As of today, three major classes of NMDAR antagonists can be distinguished based on their mechanism of action. Competitive NMDAR antagonists act at the agonist (glutamate) or co-agonist (glycine) site, non-competitive NMDAR allosteric inhibitors act at extracellular domains (e.g. Zn2+, H+, NO), and NMDAR channel blockers block the open channel following activation by the agonists. All competitive antagonists discriminate poorly between the different NMDAR subtypes NR1/NR2(A–D) (Paoletti & Neyton, 2007) and therefore cause generalized inhibition of NMDARs. Due to the often adverse CNS effects, including drowsiness, hallucinations and even coma, most of the competitive NMDAR antagonists failed in clinical trials. However, ifenprodil and its derivatives (CP-101,606 and Ro25-6981), which are non-competitive high-affinity NR2B-selective antagonists, are better tolerated than the broad-spectrum competitive antagonists. Interestingly, ifenprodil is more efficient at high levels of glutamate (activity/use dependence) and at low pH (pH dependence) (Paoletti & Neyton, 2007). These two features are attractive for clinical use, since pathological conditions are often accompanied by high glutamate levels and/or strong acidification, e.g. within an ischaemic core. Still, none of the NR2B-selective antagonists completed clinical trials, although they were effective in animal models of ischaemic brain injury (Paoletti & Neyton, 2007). In contrast, the channel blocker memantine was recently approved for the treatment of moderate-to-severe Alzheimer's disease. Memantine's unusual clinical tolerance may well reflect its low affinity binding to open channels and its relatively fast unblocking kinetics (Johnson & Kotermanski, 2006; Lipton, 2006).

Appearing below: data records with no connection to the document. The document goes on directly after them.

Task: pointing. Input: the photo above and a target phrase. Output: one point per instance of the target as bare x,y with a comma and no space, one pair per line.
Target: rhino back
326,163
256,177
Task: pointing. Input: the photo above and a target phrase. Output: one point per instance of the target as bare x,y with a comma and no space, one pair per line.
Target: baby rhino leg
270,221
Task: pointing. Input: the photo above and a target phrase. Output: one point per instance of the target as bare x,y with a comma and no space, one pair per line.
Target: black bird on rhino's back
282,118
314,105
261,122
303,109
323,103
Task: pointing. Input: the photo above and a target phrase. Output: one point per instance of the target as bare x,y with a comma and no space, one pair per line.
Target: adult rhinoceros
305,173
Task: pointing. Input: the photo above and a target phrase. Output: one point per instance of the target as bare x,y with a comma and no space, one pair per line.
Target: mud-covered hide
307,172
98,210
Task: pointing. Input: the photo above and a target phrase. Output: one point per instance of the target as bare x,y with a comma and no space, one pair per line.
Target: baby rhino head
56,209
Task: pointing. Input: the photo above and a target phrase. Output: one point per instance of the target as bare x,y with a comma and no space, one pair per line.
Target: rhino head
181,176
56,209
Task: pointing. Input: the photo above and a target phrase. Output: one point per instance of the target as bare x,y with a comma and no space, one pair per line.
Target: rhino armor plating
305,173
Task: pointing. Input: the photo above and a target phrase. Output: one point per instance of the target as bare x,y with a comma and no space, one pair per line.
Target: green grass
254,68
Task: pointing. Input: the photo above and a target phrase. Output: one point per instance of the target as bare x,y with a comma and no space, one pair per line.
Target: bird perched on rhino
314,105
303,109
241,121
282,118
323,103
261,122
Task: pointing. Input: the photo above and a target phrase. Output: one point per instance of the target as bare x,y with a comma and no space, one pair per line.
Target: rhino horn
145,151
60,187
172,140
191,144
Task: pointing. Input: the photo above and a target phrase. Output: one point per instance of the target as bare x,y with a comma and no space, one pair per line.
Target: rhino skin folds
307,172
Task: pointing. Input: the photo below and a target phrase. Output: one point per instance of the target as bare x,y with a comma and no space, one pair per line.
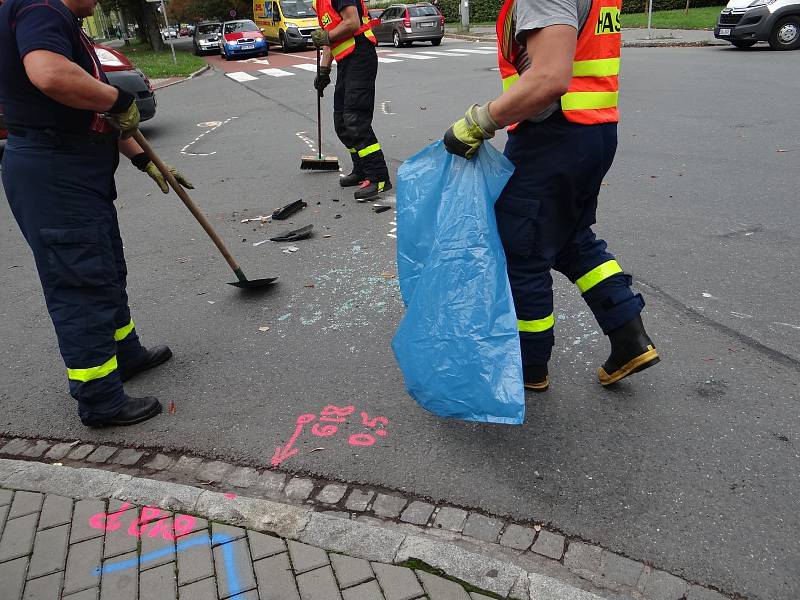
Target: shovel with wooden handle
242,281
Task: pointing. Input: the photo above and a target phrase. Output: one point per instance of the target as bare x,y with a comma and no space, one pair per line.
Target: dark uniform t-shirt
28,25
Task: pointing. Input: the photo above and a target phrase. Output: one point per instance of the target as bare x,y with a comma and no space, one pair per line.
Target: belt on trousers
65,139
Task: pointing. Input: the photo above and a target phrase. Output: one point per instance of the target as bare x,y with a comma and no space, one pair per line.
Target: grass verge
697,18
159,65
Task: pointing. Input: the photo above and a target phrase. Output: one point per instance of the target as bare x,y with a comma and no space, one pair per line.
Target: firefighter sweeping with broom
345,36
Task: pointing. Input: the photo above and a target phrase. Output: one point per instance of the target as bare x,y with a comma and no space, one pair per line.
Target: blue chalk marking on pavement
218,538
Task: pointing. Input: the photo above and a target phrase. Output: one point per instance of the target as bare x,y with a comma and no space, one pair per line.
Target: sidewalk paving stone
18,537
439,588
25,503
318,585
365,591
234,568
12,574
397,583
49,552
275,579
158,583
388,506
122,584
350,571
57,510
82,559
306,558
43,588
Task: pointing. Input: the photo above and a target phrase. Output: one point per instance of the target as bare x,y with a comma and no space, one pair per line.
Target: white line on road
217,125
435,53
241,76
412,56
276,72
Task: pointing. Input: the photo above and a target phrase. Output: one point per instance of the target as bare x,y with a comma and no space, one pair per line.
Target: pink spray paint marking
324,428
141,525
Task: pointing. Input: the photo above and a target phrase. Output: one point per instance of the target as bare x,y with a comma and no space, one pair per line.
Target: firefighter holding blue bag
559,61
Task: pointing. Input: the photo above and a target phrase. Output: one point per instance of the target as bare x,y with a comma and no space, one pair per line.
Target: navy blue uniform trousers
545,216
62,195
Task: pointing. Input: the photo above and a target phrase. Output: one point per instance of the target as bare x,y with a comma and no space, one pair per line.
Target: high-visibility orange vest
328,19
594,90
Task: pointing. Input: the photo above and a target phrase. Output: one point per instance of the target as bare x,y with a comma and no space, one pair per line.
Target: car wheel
786,34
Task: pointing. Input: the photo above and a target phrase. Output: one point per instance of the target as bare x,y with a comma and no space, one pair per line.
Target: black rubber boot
372,191
535,377
632,351
351,180
147,360
134,411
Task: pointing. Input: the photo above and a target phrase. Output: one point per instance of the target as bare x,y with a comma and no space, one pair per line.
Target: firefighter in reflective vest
559,60
66,129
346,37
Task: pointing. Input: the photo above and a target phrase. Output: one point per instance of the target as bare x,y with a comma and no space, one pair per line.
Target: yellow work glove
124,115
320,37
144,164
465,136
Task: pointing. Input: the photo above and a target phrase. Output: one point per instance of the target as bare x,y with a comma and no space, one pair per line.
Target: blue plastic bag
458,344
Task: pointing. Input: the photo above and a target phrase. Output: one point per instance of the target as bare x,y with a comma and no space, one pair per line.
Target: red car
122,73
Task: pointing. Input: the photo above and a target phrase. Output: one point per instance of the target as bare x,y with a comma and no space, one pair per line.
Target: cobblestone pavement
54,547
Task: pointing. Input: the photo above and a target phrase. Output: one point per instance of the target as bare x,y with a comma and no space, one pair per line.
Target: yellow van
286,22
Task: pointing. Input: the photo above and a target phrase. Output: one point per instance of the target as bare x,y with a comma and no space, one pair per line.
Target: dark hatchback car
403,24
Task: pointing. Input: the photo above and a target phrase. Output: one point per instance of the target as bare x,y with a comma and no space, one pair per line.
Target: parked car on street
745,22
242,38
286,22
206,38
402,24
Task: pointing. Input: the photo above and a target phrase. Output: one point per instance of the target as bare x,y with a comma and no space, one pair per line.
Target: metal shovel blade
252,284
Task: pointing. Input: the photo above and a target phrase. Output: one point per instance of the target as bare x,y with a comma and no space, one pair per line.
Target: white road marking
435,53
412,56
241,76
276,72
474,51
217,125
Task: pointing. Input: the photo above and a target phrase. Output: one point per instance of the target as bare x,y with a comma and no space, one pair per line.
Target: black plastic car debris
293,234
287,211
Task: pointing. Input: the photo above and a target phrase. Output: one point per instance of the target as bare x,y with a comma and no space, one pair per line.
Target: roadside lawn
698,18
159,65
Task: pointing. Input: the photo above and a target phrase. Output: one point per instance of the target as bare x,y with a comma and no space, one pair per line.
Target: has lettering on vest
608,21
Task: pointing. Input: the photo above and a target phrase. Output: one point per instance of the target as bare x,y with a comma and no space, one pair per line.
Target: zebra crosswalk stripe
241,76
276,72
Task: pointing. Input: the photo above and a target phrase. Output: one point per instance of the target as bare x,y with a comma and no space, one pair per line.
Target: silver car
403,24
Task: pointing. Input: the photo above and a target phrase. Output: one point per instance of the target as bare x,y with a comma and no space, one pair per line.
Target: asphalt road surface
693,465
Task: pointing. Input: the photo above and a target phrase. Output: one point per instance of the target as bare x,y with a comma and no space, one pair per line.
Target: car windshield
298,9
422,11
237,26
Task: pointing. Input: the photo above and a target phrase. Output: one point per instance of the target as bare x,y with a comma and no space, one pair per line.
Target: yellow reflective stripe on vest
509,81
589,100
337,50
93,373
121,333
537,325
369,150
602,67
598,274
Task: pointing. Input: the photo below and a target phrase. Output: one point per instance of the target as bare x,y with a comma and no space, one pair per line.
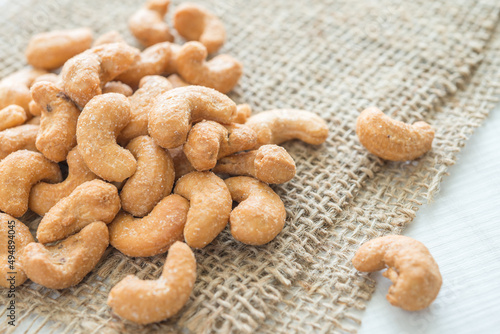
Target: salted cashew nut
196,23
153,234
19,172
44,196
411,268
147,23
390,139
14,236
153,179
269,163
171,117
260,214
210,205
66,263
85,75
221,73
209,141
99,124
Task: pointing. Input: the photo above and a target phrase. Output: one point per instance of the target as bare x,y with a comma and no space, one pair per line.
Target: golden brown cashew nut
412,269
210,205
209,141
85,75
278,126
91,201
171,117
261,214
220,73
153,179
66,263
270,164
99,124
145,302
44,196
147,23
19,171
390,139
153,234
14,236
195,23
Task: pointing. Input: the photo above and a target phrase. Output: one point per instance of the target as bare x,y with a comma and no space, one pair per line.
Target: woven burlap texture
421,60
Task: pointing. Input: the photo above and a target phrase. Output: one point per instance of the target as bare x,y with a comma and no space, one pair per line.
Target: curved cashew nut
270,164
261,214
171,117
66,263
14,236
99,124
153,234
145,302
147,23
220,73
210,205
278,126
19,171
153,179
209,141
412,269
390,139
44,196
195,23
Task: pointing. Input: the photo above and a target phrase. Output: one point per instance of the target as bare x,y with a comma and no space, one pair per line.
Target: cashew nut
210,205
153,179
221,73
44,196
14,236
209,141
147,23
269,163
145,302
85,75
19,171
390,139
153,234
412,269
66,263
261,214
50,50
195,23
100,122
171,117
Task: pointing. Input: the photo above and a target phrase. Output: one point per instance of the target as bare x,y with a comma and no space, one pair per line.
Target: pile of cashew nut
158,158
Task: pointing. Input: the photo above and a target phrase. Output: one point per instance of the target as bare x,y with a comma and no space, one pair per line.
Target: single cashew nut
171,117
99,124
210,205
153,179
221,73
261,214
66,263
147,23
19,171
153,234
195,23
145,302
14,236
412,269
209,141
44,196
50,50
270,164
390,139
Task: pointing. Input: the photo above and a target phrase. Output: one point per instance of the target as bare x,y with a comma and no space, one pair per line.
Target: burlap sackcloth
429,60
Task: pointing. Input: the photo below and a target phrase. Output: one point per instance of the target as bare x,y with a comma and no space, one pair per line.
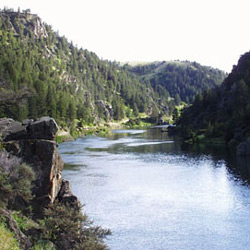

In the current issue of The Journal of Physiology, Dravid and colleagues (Dravid et al. 2007) investigated the proton sensitivity (pH 7.6 versus pH 6.9) of a wide range of NMDAR channel blockers at four NR1/NR2 combinations. They found that several channel blockers, including the two MK-801 stereoisomers, sense the protonation status of both recombinant and neuronal NMDAR proteins. Blockers remaining trapped in the pore during agonist unbinding, like ketamine or (–)MK-801, showed stronger dependence on extracellular pH than others, like (+)MK-801, memantine or dextromethorphan (for a complete list, see Table 2 of Dravid et al. 2007). Acidic extracellular pH increased the association rate of (–)MK-801 with the intrapore binding site of the NMDAR, which appears to be the underlying mechanism for pH-dependent potency boost. This potency boost was > 5-fold for NR1/NR2A receptors but nearly absent for NR1/NR2(B–D) receptors, suggesting that either kinetics or structural determinants of channel block are influenced by NR2 subunits. Yet, the pH-dependent potency boost of NMDAR channel blockers is intriguing and requires further investigations, since low pH reduces the open probability of NMDARs (for review, see Erreger et al. 2004), and should thus decrease the apparent association rate by reducing the opportunity for channel blocker binding.
The physical location of the proton sensor within the NMDAR channel complex is still unknown, but former mutagenesis studies of NMDAR subunits suggest a tight coupling between proton sensor and gating determinants (for review, see Erreger et al. 2004). The present study provides data suggesting that the effects of protons on (–)MK-801 but not (+)MK-801 potency reflect actions at the extracellular proton site of the NMDAR. In case of the NR2A subunit, the proton affinity at its amino-terminal modulatory domain increases after Zn2+ binding, leading to enhanced protonation of the NMDAR at physiological pH (Erreger et al. 2004). Dravid et al. (2007) made use of this effect to demonstrate that the potency of (–)MK-801 increased in the presence of 1 µM Zn2+, comparable to a potency increase produced by a drop in pH from 7.6 to 6.9. These results raise the possibility that the differential potency of the MK-801 stereoisomers reflects the ability of (–)MK-801 to sense the protonation of the NMDAR or to sense biophysical alterations of NMDAR protonation. Notably, the ionization state of an NMDAR channel blocker usually does not affect its efficacy, except for ketamine, whose potency increases with protonation (MacDonald et al. 1991).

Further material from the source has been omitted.